Travel by Rails

Early railroads transported freight, mail and agricultural products. They also transported people. The railroad companies looked for ways to encourage people to use trains. Sometimes they built resort hotels and then built railroad lines for people to use to get there. The railroad companies advertised their resorts and the special train service for vacationers.

The Burlington, Cedar Rapids & Northern Railway built a resort hotel at Spirit Lake in 1883. The following year the company opened the beautiful Hotel Orleans at the lake. Some said it was the finest hotel in the upper Midwest. The hotel had 200 rooms, bowling alley, billiard hall, tackle shop and boat house. Soon another railroad company, the Chicago, Milwaukee & St. Paul, ran a line near Lake Okoboji. The lakes quickly became a favorite summer resort with campgrounds, cottages and hotels on the beautiful shores of the lakes.

Railroad travel was certainly a big improvement over travel by wagon or stagecoach, yet it was not always pleasant. In 1893 Carrie Carson wrote about the train trip home from her vacation in a summer cottage at Lake Okoboji:

We boarded the train for Des Moines at twelve o'clock; at one-thirty we reached Ruthven, where we had dinner. The ride was very hot and dusty and before we had been on the train an hour, we had breathed in more dust than we had seen in a month. We ate once more at Des Moines. We had expected to leave Des Moines on a train which would get us home about one o'clock, but found that it did not stop at Marengo, so we had to wait for a train which left at one o'clock. We were so tired that we went to Munger's, [a hotel] and went to bed. We rested and were called in time for our train. Just before reaching Newton we ran into a derailed freight car, and had to wait until it was removed. We had to wait a long time and grew very cold, but at last we started on and reached home an hour and a half late. It was between four and five in the morning when we reached Marengo.
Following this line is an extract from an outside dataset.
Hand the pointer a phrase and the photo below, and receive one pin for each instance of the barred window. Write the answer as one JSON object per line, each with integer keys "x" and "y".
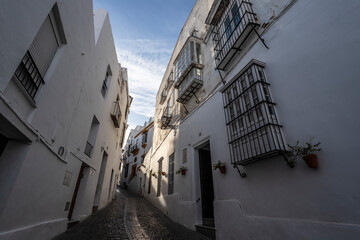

In the 1890s train travel may not always have been pleasant or fast-trains averaged about 25 miles per hour with all the stops to let off or take on passengers. Railroad passenger service, however, made it possible for Iowans to travel places they would not have been able to visit before.

Rail Travel Decreases

At the beginning of the 20th century passenger trains were the dominant mode of intercity transportation in the country. But as early as 1915 the increasing availability of the automobile began to affect the railroad's passenger business. Rail's share of travel continued its downward trend throughout the period between 1929 and 1950. This trend changed only during World War II— a time of curtailed auto production, gas rationing and large-scale troop movement by train.

Following World War II passenger rail service was at a critical stage. Railroad companies were no longer financially strong. Rail beds, bridges and buildings were in need of repair. After the war, improvements in the highways system encouraged more automobile travel. This, combined with increased use of air travel, led to severe drops in rail passenger use.

By 1970 it was clear the government needed to be involved if rail passenger service was to continue. Congress passed the Rail Passenger Service Act in 1970 to establish a national system called Amtrak. Iowa is served by two Amtrak routes. The Southwest Chief travels 20 miles in Iowa in Lee County with a station in Fort Madison. The California Zephyr crosses Iowa from the Mississippi to the Missouri with stations in Burlington, Mount Pleasant, Ottumwa, Osceola and Omaha, Nebraska.

People were excited when passenger trains first came to Iowa. It was an improvement over travel by stagecoach or wagon. And for many years Iowans used trains to travel between cities or for special excursions. But as the car became more available and affordable, Iowans—like people all over the country—abandoned train travel for their cars.

Source:

  • Margaret Atherton Bonney, Ed., “Getting Away From It All,"The Goldfinch 5, no. 2 (November 1983): 15.